Does 'as-is' really protect the seller?
For the unknown, yes — in most states a private as-is sale disclaims implied warranties, and the engine that fails next month is the buyer's misfortune. It does not protect concealment: a seller who knew about a material defect and hid it committed fraud regardless of the disclaimer. The strongest seller position combines as-is with written disclosure of known issues.
Is an odometer disclosure required?
Federally, yes — for most vehicles under 20 years old (the 2021 rule extended the old 10-year window), typically completed on the title itself at transfer and echoed on the bill of sale. Odometer fraud carries federal civil liability at treble damages plus criminal exposure; the disclosure checkbox is not decorative.
How should payment be handled in a private car sale?
Verified funds before keys: a cashier's check confirmed with the issuing bank (counterfeits are common and clear briefly before bouncing), an electronic transfer that has actually landed, or cash counted and deposited at a bank teller window. Never personal checks, never partial payment with a promise — possession and clean funds move together.
What does the seller need to do after selling a car?
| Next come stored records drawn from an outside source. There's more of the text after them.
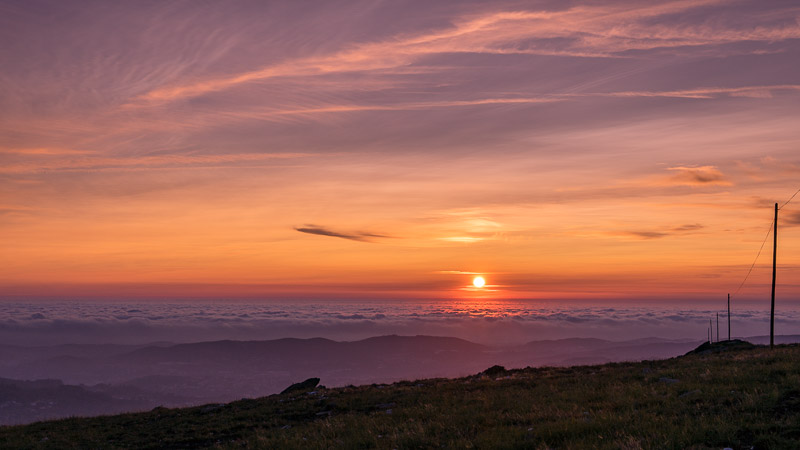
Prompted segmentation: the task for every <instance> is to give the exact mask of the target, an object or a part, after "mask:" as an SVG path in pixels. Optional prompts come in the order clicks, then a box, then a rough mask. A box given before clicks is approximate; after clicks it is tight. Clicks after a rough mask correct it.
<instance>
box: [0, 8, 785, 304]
mask: <svg viewBox="0 0 800 450" xmlns="http://www.w3.org/2000/svg"><path fill="white" fill-rule="evenodd" d="M0 42H2V45H0V255H2V256H1V259H2V266H3V270H2V271H0V294H2V295H4V296H6V297H14V296H33V297H47V296H56V297H115V296H121V297H126V296H127V297H197V296H206V297H208V296H216V297H259V298H322V299H324V298H460V297H464V298H475V297H477V298H483V297H491V298H532V299H562V298H563V299H589V300H592V299H631V300H633V299H656V300H664V301H675V302H680V301H690V300H696V299H711V298H724V296H725V294H726V293H728V292H735V291H736V289H737V287H738V286H739V285H740V283H741V282H742V280H743V279H744V277H745V275H746V274H747V271H748V268H749V267H750V265H751V264H752V263H753V261H754V259H755V257H756V253H757V251H758V250H759V247H760V245H761V243H762V241H763V240H764V238H765V235H766V233H767V230H768V229H769V227H770V224H771V221H772V214H773V210H772V208H773V204H774V203H775V202H780V203H781V204H782V203H783V202H785V201H787V200H788V199H789V197H791V195H792V194H794V193H795V191H796V190H797V189H798V188H800V4H798V3H797V2H796V1H794V0H792V1H772V0H768V1H735V0H733V1H731V0H728V1H703V0H690V1H666V2H641V1H628V2H625V1H621V2H614V1H595V2H579V1H542V2H534V1H529V2H503V1H491V2H486V1H484V2H477V1H475V2H470V1H460V0H459V1H437V2H430V1H401V0H392V1H388V0H387V1H377V0H373V1H318V2H312V1H258V2H257V1H235V2H234V1H231V2H212V1H185V2H178V1H170V2H167V1H149V2H146V1H141V2H140V1H137V2H108V1H96V2H91V1H69V2H67V1H62V0H54V1H36V0H25V1H3V0H0ZM779 223H780V226H781V229H780V231H779V238H780V246H779V255H778V258H779V263H780V271H779V273H778V282H779V296H783V297H782V298H785V299H800V195H799V196H798V197H797V198H795V200H794V201H793V202H792V203H789V204H788V205H787V206H786V207H785V208H784V209H783V210H782V211H781V221H780V222H779ZM771 251H772V240H771V238H770V239H769V240H768V241H767V244H766V245H765V247H764V250H763V252H762V254H761V258H759V260H758V264H757V265H756V267H755V269H754V271H753V273H752V275H751V276H750V279H748V282H747V283H746V285H745V287H744V288H742V290H741V292H739V293H737V294H736V295H737V296H738V297H740V298H743V299H744V298H747V299H759V298H768V296H769V286H768V283H769V277H770V271H769V268H768V266H769V264H770V262H771V260H770V257H771ZM477 275H481V276H483V277H484V278H485V280H486V286H485V287H483V288H474V287H472V279H473V277H474V276H477Z"/></svg>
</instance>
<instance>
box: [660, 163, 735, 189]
mask: <svg viewBox="0 0 800 450" xmlns="http://www.w3.org/2000/svg"><path fill="white" fill-rule="evenodd" d="M667 170H671V171H673V172H674V173H675V175H673V176H672V177H670V181H671V182H673V183H675V184H681V185H686V186H732V185H733V183H731V182H730V181H728V180H727V179H726V177H725V175H724V174H723V173H722V172H721V171H720V170H719V169H717V168H716V167H715V166H698V167H690V166H679V167H670V168H669V169H667Z"/></svg>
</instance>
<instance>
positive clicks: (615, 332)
mask: <svg viewBox="0 0 800 450" xmlns="http://www.w3.org/2000/svg"><path fill="white" fill-rule="evenodd" d="M717 312H719V313H720V316H721V323H722V324H723V328H722V330H721V331H722V332H723V333H722V334H725V331H726V328H725V319H724V314H723V311H722V310H716V309H714V308H709V307H705V306H702V305H700V306H698V305H693V306H692V307H691V308H688V307H687V308H676V307H667V306H636V305H627V306H590V305H586V304H564V303H560V304H542V303H531V302H525V301H519V302H514V301H502V302H500V301H486V302H483V303H480V302H478V303H473V302H467V301H441V302H421V301H420V302H414V301H411V302H400V301H382V302H376V301H371V302H370V301H352V302H332V301H320V302H313V301H302V302H295V303H288V302H286V303H281V302H264V303H251V304H234V303H191V304H190V303H172V304H157V303H140V304H103V303H99V302H98V303H75V302H70V303H67V302H63V303H45V304H41V303H40V304H23V303H2V304H0V317H3V319H2V320H0V338H1V339H2V340H3V343H4V344H7V345H23V346H26V345H51V344H64V343H96V342H108V343H121V344H141V343H149V342H157V341H171V342H197V341H211V340H220V339H238V340H253V339H277V338H284V337H298V338H311V337H324V338H329V339H335V340H357V339H363V338H367V337H372V336H379V335H387V334H400V335H418V334H422V335H435V336H455V337H459V338H463V339H467V340H470V341H474V342H478V343H485V344H508V343H523V342H529V341H533V340H543V339H561V338H570V337H594V338H602V339H609V340H625V339H636V338H644V337H661V338H670V339H680V338H687V337H691V338H697V339H702V338H703V337H704V336H705V335H706V330H707V327H708V320H709V319H714V318H715V314H716V313H717ZM799 319H800V309H798V308H796V307H793V306H791V305H790V306H787V307H784V308H781V309H780V310H779V311H777V313H776V323H777V325H776V326H777V332H778V334H800V328H799V327H798V325H797V324H798V323H800V321H799ZM732 328H733V335H734V336H752V335H764V334H768V333H769V311H768V309H767V308H754V307H752V306H747V307H744V306H737V307H736V309H735V310H734V316H733V317H732Z"/></svg>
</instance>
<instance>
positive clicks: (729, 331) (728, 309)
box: [728, 294, 731, 341]
mask: <svg viewBox="0 0 800 450" xmlns="http://www.w3.org/2000/svg"><path fill="white" fill-rule="evenodd" d="M728 340H729V341H730V340H731V294H728Z"/></svg>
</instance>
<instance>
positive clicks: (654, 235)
mask: <svg viewBox="0 0 800 450" xmlns="http://www.w3.org/2000/svg"><path fill="white" fill-rule="evenodd" d="M704 228H705V226H704V225H701V224H699V223H692V224H685V225H679V226H676V227H669V228H663V229H657V230H626V231H615V232H611V233H609V234H611V235H612V236H620V237H633V238H637V239H644V240H650V239H661V238H666V237H670V236H680V235H686V234H692V233H696V232H698V231H700V230H702V229H704Z"/></svg>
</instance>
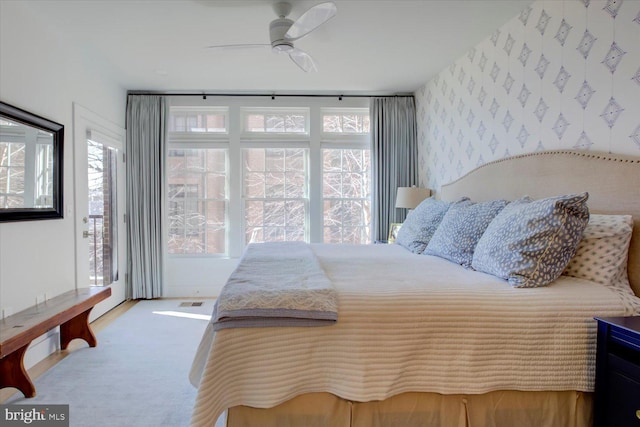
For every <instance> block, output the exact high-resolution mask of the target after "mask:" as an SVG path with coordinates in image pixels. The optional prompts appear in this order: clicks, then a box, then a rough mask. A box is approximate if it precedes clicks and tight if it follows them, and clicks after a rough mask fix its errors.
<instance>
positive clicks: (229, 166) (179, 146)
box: [163, 133, 230, 258]
mask: <svg viewBox="0 0 640 427" xmlns="http://www.w3.org/2000/svg"><path fill="white" fill-rule="evenodd" d="M171 135H172V136H173V137H174V138H175V139H170V137H168V138H167V154H166V160H167V162H168V160H169V152H170V151H174V150H175V151H179V150H207V149H218V150H220V149H221V150H224V155H225V173H226V174H225V190H224V193H225V194H224V199H223V201H224V203H225V210H224V230H225V231H224V241H225V245H224V246H225V247H224V251H223V252H221V253H206V252H204V253H171V252H169V246H168V242H169V235H170V234H169V230H170V219H169V214H170V209H169V204H170V203H171V201H170V200H169V194H170V191H169V189H170V186H171V185H177V184H171V183H169V177H168V175H167V178H166V179H165V183H164V188H165V194H166V196H165V197H166V201H165V202H164V209H165V214H164V215H163V218H164V221H165V222H166V227H165V228H166V231H165V236H166V240H167V243H166V245H165V246H166V253H167V255H168V256H169V257H176V258H199V257H208V258H228V257H229V253H230V245H229V227H230V221H229V219H230V216H229V204H230V200H229V199H230V198H229V193H230V190H229V175H230V162H229V142H228V140H225V138H220V137H218V138H211V136H212V135H211V134H208V135H207V134H205V135H204V136H203V135H202V134H200V133H197V134H195V136H196V137H195V138H193V136H194V135H191V134H189V135H188V136H186V135H184V133H172V134H171ZM207 137H209V138H207ZM227 138H228V136H227ZM207 139H208V141H205V140H207ZM167 173H168V167H167ZM203 173H205V174H206V173H207V171H204V172H203ZM197 200H198V203H207V202H208V201H212V200H214V201H217V200H222V199H210V198H207V197H203V198H198V199H197ZM206 230H207V227H206V226H205V227H204V232H205V233H206Z"/></svg>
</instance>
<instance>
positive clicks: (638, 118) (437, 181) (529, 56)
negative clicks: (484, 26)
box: [415, 0, 640, 190]
mask: <svg viewBox="0 0 640 427" xmlns="http://www.w3.org/2000/svg"><path fill="white" fill-rule="evenodd" d="M415 97H416V110H417V114H418V142H419V168H420V185H421V186H425V187H429V188H432V189H436V190H437V189H439V188H440V185H441V184H444V183H447V182H449V181H452V180H454V179H456V178H458V177H460V176H462V175H464V174H465V173H467V172H469V171H470V170H472V169H474V168H475V167H477V166H479V165H481V164H483V163H486V162H489V161H492V160H495V159H500V158H503V157H507V156H511V155H516V154H521V153H530V152H534V151H539V150H552V149H569V148H574V149H581V150H595V151H605V152H612V153H618V154H634V155H640V1H638V0H562V1H559V0H549V1H535V2H533V3H531V5H530V6H529V7H527V8H526V9H524V10H523V11H522V12H521V13H520V15H519V16H516V17H514V18H513V19H512V20H511V21H509V22H508V23H507V24H505V25H504V26H502V27H501V28H499V29H497V30H496V31H495V32H494V33H493V34H491V35H490V36H489V37H488V38H487V39H485V40H484V41H482V42H481V43H480V44H478V45H477V46H475V47H473V48H471V49H470V50H469V51H468V52H467V53H466V54H465V55H464V56H463V57H461V58H459V59H458V60H457V61H455V62H454V63H453V64H451V65H450V66H449V67H448V68H446V69H444V70H442V71H441V72H440V73H439V74H438V75H437V76H436V77H435V78H433V79H432V80H431V81H429V82H427V83H426V84H425V85H424V86H423V87H421V88H420V89H419V90H418V91H416V93H415Z"/></svg>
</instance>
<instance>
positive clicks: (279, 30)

File the DMV notice of transfer/release of liability the same day — online in most states — which cuts off responsibility for the buyer's tickets, tolls, and accidents during the registration gap; handle plates per state rules (they stay with the seller in some states); and cancel insurance only after the notice is filed. The filing is the seller's liability firewall.
How do you sell a car that still has a loan?
Close at the lender's branch: the buyer's payment splits into the loan payoff and the seller's balance, the lender releases the title per its process (same-day to a few weeks — know which before closing), and the bill of sale documents the structure. Neither side should accept the alternative of paying the seller and hoping the lien gets cleared.